By Leonard Maltin | Leonard Maltin November 1, 2013 at 12:02AM
Devastating: that’s the only adjective I can think of to describe my response to this Polish import. Its impact was all the greater because I knew virtually nothing about it ahead of time. While it’s tempting to encourage you to read J. Hoberman’s thorough and thoughtful article in last Sunday’s New York Times, I would recommend waiting until you’ve seen the picture. Writer-director Wladyslaw Pasikowski has structured it like a mystery that reveals itself one layer at a time, and that’s the best way to experience it. (Hoberman astutely compares it to Bad Day at Black Rock and High Plains Drifter.)

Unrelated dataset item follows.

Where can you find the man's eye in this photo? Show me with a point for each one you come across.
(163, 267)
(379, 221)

The time is 2001, and a man who left Poland for America twenty years ago returns to his family’s farming village. He feels uncomfortable from the moment he arrives, and there is good reason: he faces a hostile and unforgiving community, which has turned on his younger brother. His sibling still works their farm but has incurred the wrath of his neighbors because he has rescued the abandoned headstones of local Jews and placed them in his field, creating an unofficial cemetery. Why? He can’t really explain, except that it seems like the right thing to do.
The older sibling (played by Ireneusz Czop) is no hero; in fact, he has a chip on his shoulder about the Jews he’s met in Chicago who seem to have the construction business all tied up. But as he and his brother uncover their village’s unspeakable past, dating back to the earliest days of World War II, they find themselves waging a lonely and thankless battle.

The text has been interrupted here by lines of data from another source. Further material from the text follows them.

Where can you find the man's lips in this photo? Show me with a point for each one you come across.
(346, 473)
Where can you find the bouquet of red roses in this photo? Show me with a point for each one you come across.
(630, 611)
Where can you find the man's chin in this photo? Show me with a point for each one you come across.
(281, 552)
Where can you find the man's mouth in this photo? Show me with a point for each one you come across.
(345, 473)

The most upsetting aspect of Aftermath is that it is rooted in truth. Pasikowski was inspired by a controversial book called Neighbors, by Jan T. Gross and a 1996 Frontline documentary, Shtetl, by Marian Marzynski. By fictionalizing his story and cloaking it in the guise of a thriller he draws us in as an audience, although it’s hard to maintain the element of surprise once we see where he is headed.
initial reaction to Aftermath was to
question how such an incendiary film could be made, let alone screened, in
Poland. The answer is simple: it set off a firestorm of protest and led to
death threats for the filmmaker and his leading actor. This speaks to the
extraordinary power of cinematic storytelling. A “fictional” movie can often
touch raw nerves in a way a documentary can’t; it’s the reason Aftermath is worth seeking out.